©sguimas

 

 

 

 

A mácula

 

 

Você maculará a magia maior,

a vida, com a magia menor,

a poesia. Porque a ti só te resta

encarar a desfaçatez do mundo

por uma fresta de beatitude

e imaginação: por um artifício

de beleza emprestado aos profetas.

E maculará a lógica de seu tempo,

os inquisidores de sua cidade,

com um pedaço de treva grega

ou de copiosa trova portuguesa.

E não tirará proveito algum

que valha da pena um testamento,

mas nem por isso corará de ombreá-la

com o sabre, o fuzil e o canivete.

 

 

 

 

 

 

Política literária (infantojuvenil)

 

 

O poeta que sou discute

com o poeta que quero ser

qual dos dois é capaz de cantar

melhor a criança que fui.

Enquanto isso a criança que fui

se decepciona com o futuro

que a aguarda e vai desenhar outro.

 

 

 

 

 

 

É mais tarde do que supões

 

 

O tempo: a maior das guerras santas;

a ameaça moral e bélica definitiva.

O sabor dos ontens à frente: derrota

e baixa graves; o espectro que ronda

os aniversários e as datas especiais:

debandada primeira dos exércitos

aliados.

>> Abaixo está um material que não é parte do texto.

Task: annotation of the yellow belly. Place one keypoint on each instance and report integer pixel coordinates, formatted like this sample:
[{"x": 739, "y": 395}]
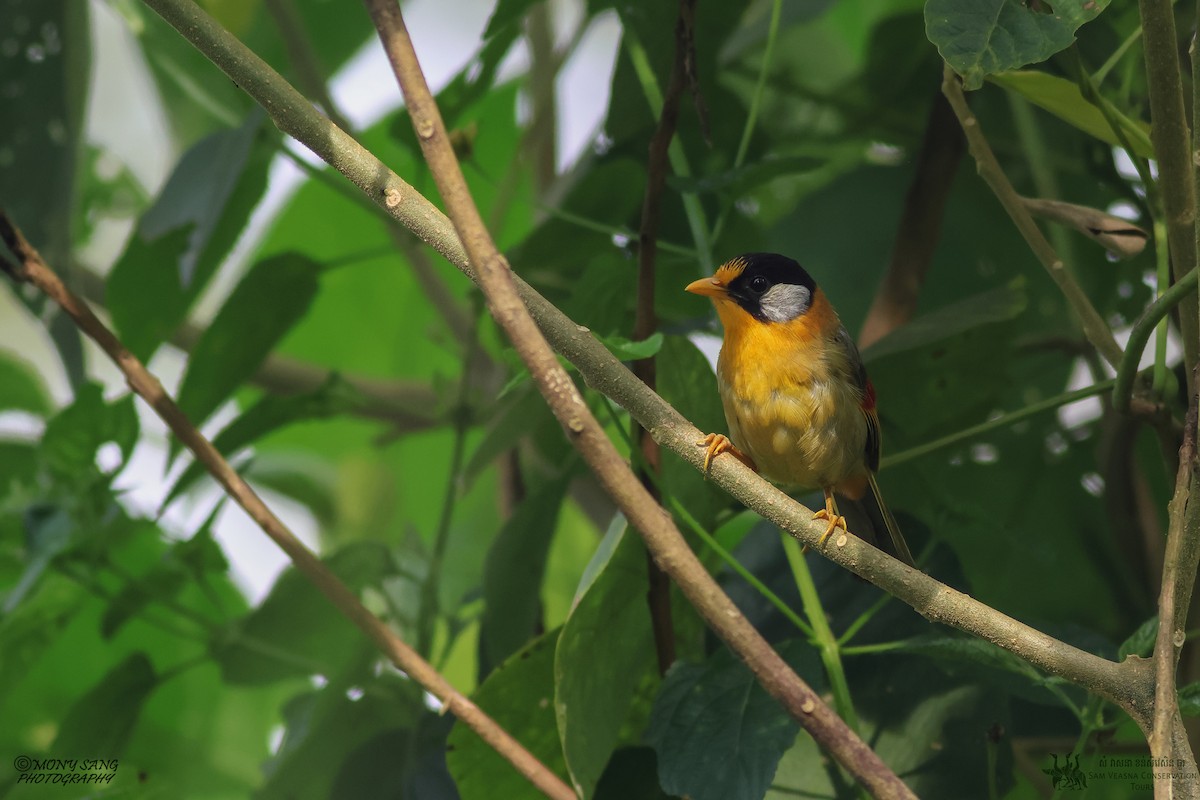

O tempo: Guerra dos Seis Dias

ou dos Cem Anos; impossível regrá-lo,

mesmo à luz dos mortos e das ruínas.

Assemelha-se sempre ao fim de uma

Babilônia; soa incontornavelmente

uma Inquisição, o tempo: garras

lancinantes sobre corpos e eras.

 

 

 

 

 

 

Fio de Ariadne

 

 

Me traga sempre teso

aquele fio, Teseu.

De onde se meteu

saia, mesmo com peso

 

às costas ou preso

por Minotauro. Deu

a linda dama seu

beijo e lã, tem aceso

 

fogo, então se vire,

mas sai do labirinto.

Tão cedo se retire

 

(pois eu não te minto),

verá outro. Respire:

tudo é labirinto.

 

 

 

 

 

 

Coração imprudente

 

 

Lembro daquele cheiro:

mexerica nas mãos

tuas. Ardo por inteiro

porque sei a solidão

 

dos gomos que em vão

hoje como. Certeiro

é estar só, sem razão

num gonzo fevereiro.

 

Perco o jeito, do riso

meu a vida se descola.

Sou banguela de siso,

 

mas algo me consola:

dele há o canto conciso:

Paulinho da Viola.

 

 

[Do livro O teatro das sombras. Kotter Editorial, 2021]

 

                  

 

 

  


 

 

 

 


Paulo Manoel Ramos Pereira, nascido em 1998, é natural e residente de Goiânia-GO. Cursa Direito na Universidade Federal de Goiás. É autor de O teatro de sombras, publicado no Brasil (Kotter Editorial, 2021) e em Portugal (Elefante Editores, e-book, 2021). Participou da curadoria de Antologia clandestina (Goiânia Clandestina, 2017) e Antologia clandestina II (Goiânia Clandestina, 2021). Escreve ensaios acerca de literatura e artes correlatas para Ermira Cultura. Ao longo dos anos, publicou diversos fanzines de poesia, e textos de sua lavra foram veiculados em jornais de abrangência regional. Traduziu autores estrangeiros para blogues e plaquetes de iniciativa independente, e revisou, ainda, algumas publicações para editoras de pequeno e médio portes.